First, communities will demand genuine partnership, not performative consultation. The days of extractive engagement are ending. Taking community input without giving back influence or resources. Groups that don't adapt will find themselves increasingly irrelevant to the communities they claim to serve.
Second, digital tools will create new opportunities and challenges. Virtual engagement can increase access. But it can also deepen divides if not done thoughtfully. The groups that succeed will blend digital convenience with the relationship-building that still requires face-to-face connection.
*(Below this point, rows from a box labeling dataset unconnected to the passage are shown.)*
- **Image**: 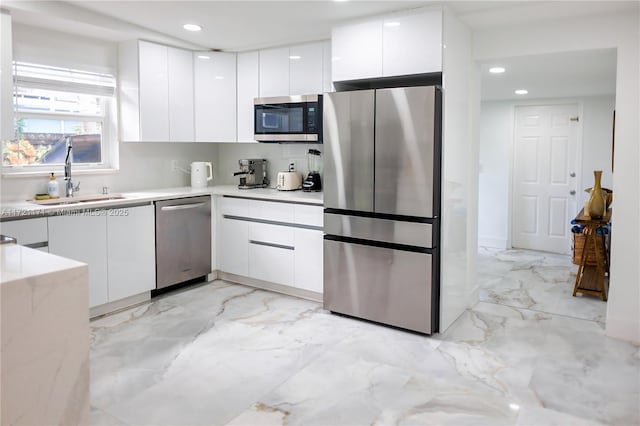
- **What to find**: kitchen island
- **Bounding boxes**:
[0,244,89,425]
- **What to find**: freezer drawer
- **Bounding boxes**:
[324,239,433,333]
[324,213,437,248]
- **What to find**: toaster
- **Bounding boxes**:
[276,172,302,191]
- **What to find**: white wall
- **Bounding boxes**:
[474,12,640,342]
[440,8,479,333]
[478,96,615,248]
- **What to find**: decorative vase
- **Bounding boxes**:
[589,170,605,219]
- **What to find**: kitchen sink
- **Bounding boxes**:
[28,194,127,206]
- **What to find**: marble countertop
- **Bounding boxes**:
[0,244,84,285]
[0,185,323,219]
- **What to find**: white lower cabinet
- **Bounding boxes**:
[49,212,109,307]
[249,223,295,285]
[107,205,156,302]
[48,205,155,307]
[217,218,249,277]
[218,197,323,293]
[0,217,48,251]
[293,228,323,293]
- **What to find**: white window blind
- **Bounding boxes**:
[13,62,116,96]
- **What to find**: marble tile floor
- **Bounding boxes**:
[91,281,640,426]
[478,247,607,323]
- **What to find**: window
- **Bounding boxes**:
[2,62,115,171]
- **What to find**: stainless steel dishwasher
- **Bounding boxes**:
[155,195,211,289]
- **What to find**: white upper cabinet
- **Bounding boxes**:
[138,41,169,142]
[167,47,194,142]
[382,10,442,77]
[238,52,260,142]
[331,19,382,81]
[194,52,237,142]
[260,47,289,97]
[331,9,442,81]
[118,40,193,142]
[289,43,323,95]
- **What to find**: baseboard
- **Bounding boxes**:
[89,291,151,319]
[478,236,509,249]
[216,271,322,303]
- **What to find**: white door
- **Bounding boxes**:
[512,104,578,253]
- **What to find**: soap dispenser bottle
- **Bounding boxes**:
[47,173,60,198]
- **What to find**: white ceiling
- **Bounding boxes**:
[3,0,638,51]
[2,0,640,100]
[481,49,616,101]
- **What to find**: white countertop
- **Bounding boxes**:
[0,185,323,219]
[0,244,84,285]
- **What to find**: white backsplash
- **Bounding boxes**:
[213,143,322,186]
[0,142,322,201]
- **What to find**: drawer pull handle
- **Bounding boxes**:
[249,240,296,250]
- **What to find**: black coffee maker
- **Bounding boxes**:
[302,149,322,192]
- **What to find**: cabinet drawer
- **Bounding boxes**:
[249,241,294,285]
[293,204,323,227]
[220,197,250,217]
[0,217,49,246]
[249,200,294,223]
[249,223,294,249]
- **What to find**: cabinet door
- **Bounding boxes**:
[218,218,249,277]
[238,52,260,142]
[260,47,289,97]
[107,205,156,302]
[289,43,322,95]
[382,10,442,77]
[194,52,236,142]
[48,215,109,307]
[138,41,169,142]
[0,217,48,248]
[294,229,323,293]
[168,48,194,142]
[331,20,382,81]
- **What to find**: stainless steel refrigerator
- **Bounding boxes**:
[323,86,442,334]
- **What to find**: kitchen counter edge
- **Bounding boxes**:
[0,185,323,221]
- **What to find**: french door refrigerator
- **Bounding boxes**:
[323,86,442,334]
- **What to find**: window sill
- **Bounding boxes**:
[2,166,120,179]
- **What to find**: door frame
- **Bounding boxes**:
[507,98,584,248]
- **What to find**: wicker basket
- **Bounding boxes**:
[573,233,604,265]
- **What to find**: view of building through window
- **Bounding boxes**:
[2,62,113,167]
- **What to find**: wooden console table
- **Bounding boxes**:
[573,209,612,302]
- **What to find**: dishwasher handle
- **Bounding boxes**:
[160,203,206,212]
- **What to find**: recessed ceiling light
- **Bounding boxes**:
[182,24,202,31]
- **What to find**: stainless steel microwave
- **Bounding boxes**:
[253,95,322,143]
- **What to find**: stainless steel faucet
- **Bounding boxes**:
[64,141,80,197]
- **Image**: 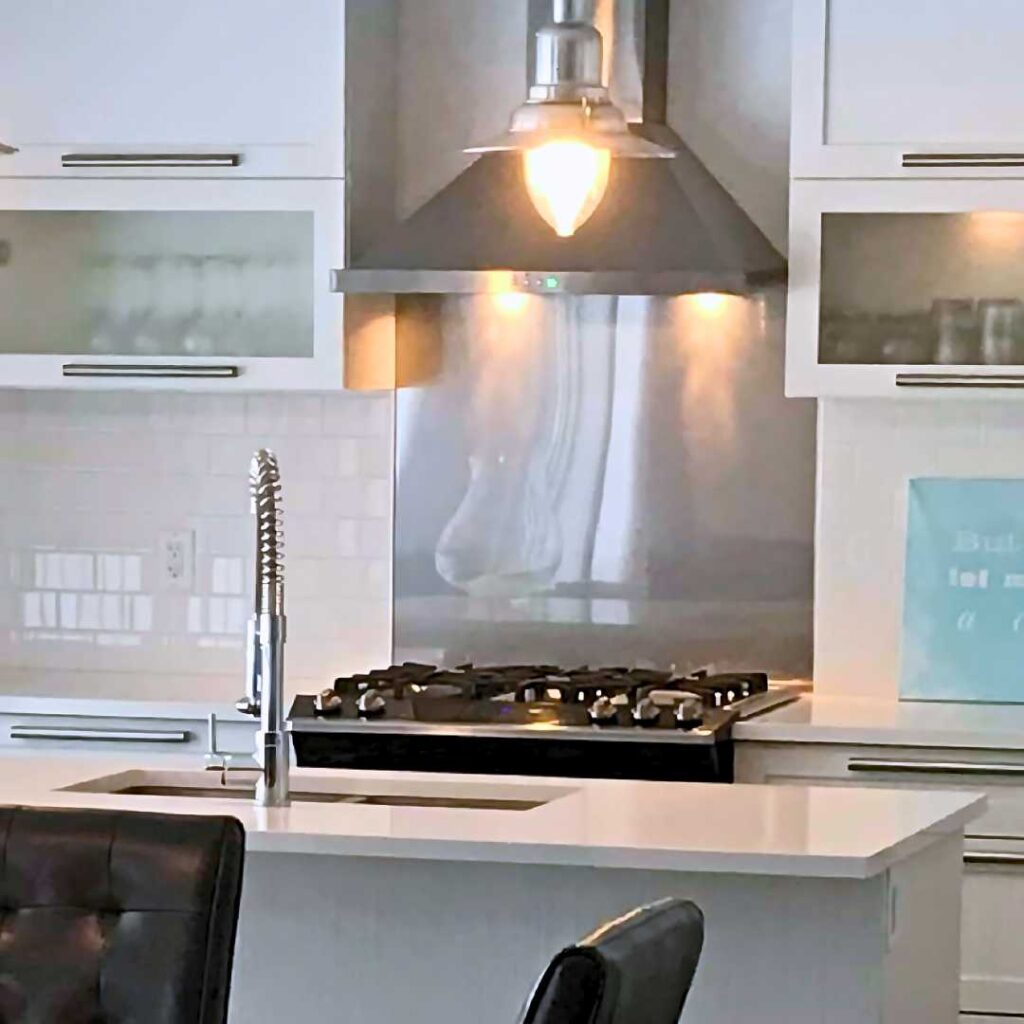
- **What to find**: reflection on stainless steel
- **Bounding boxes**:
[395,291,814,675]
Third, the next generation of community leaders will push harder for structural change. Not just better service delivery. They'll challenge groups to address systemic inequalities. Not just improve access within existing systems.
Margaret Taribo's two decades of experience point towards a future where bridges between groups and communities aren't exceptional. They're expected. Where cultural knowledge isn't a speciality. It's standard practice. Where BAME communities aren't consulted. They're partners.
That future won't arrive automatically. It requires leaders willing to do the sustained, relationship-focused work that Margaret has modelled. It requires groups brave enough to genuinely share power. It requires communities willing to engage with bodies that haven't always earned their trust.
But the outcomes make the effort worthwhile. Families thriving. Communities flourishing. Groups genuinely serving everyone.
The bridge is there. We just need more people willing to cross it. Strengthen it. And ensure it carries traffic both directions.
The gap between groups and BAME communities won't close itself. But with approaches like Margaret Taribo's—grounded in authentic relationship-building, cultural knowledge, and sustained commitment—we can build bridges strong enough to last.